Research released today by The Australia Institute estimates that NSW could have raised an additional $6.2 billion in coal royalties this financial year if it had adopted Queensland’s royalty system.
While NSW households and business have been charged more for energy due to the war in Ukraine, the public has missed out on collecting additional revenue which could be used for essential services and wages.
With the prospect of minority government after Saturday’s election, independents and minor parties could push for changes to the royalty system.
- Most coal mining in NSW pays a royalty rate of 8.2% regardless of the coal price.
- With coal prices at record highs due to the Ukraine war, Queensland changed its system so that higher royalty rates apply when prices are high.
- If NSW had adopted Queensland’s system it would have raised extra revenue of between $4.2 and $6.2 billion this financial year and $2.8 billion in 2021-22.
- These multi-billion dollar windfalls could be directed to the Royalties for Rejuvenation Fund, which currently receives just $25 million per year, distributed across four coal producing regions.
- Or the revenue could be directed to essential services and public sector wages
“NSW needs to wind down its coal industry and changing the coal royalty system should be a part of that,” said Research Director Rod Campbell from the Australia Institute.
“We don’t need to look far to see how this can be done.
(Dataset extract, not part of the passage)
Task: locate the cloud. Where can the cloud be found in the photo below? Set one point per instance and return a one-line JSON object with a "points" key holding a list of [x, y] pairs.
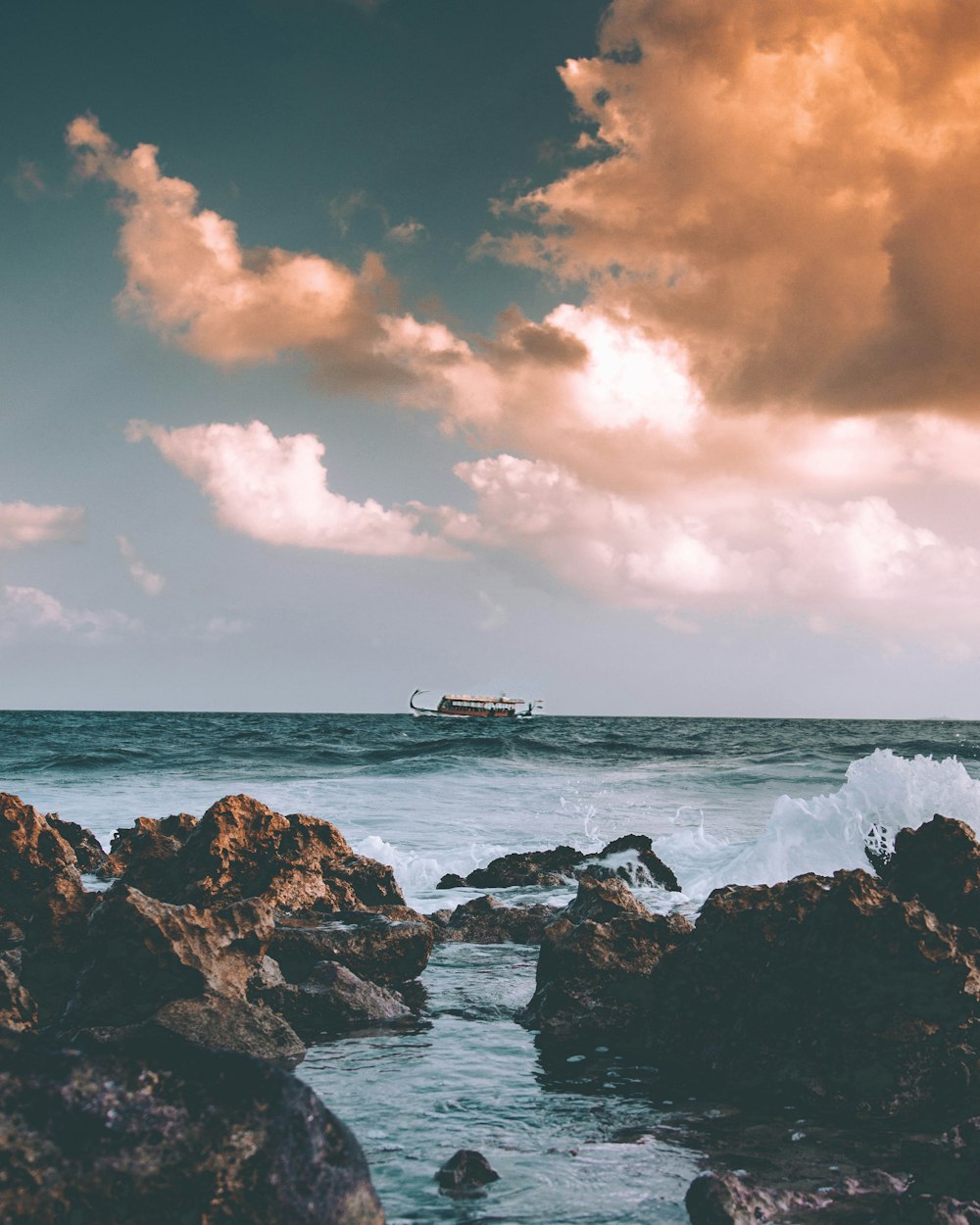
{"points": [[27, 612], [784, 191], [275, 490], [829, 566], [145, 578], [23, 523]]}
Queensland has already done it.
“Queensland has shown that with political leadership, the community can benefit from changes to mining royalties and taxes.
“This should be a key issue for independents and minor parties in the next NSW Parliament.
“Both major parties have avoided this topic in the election campaign, which makes it an area where the crossbench could push for constructive reform.
“This is billions in forgone revenue that could be invested in health, education, transport and a wage rise for NSW workers.”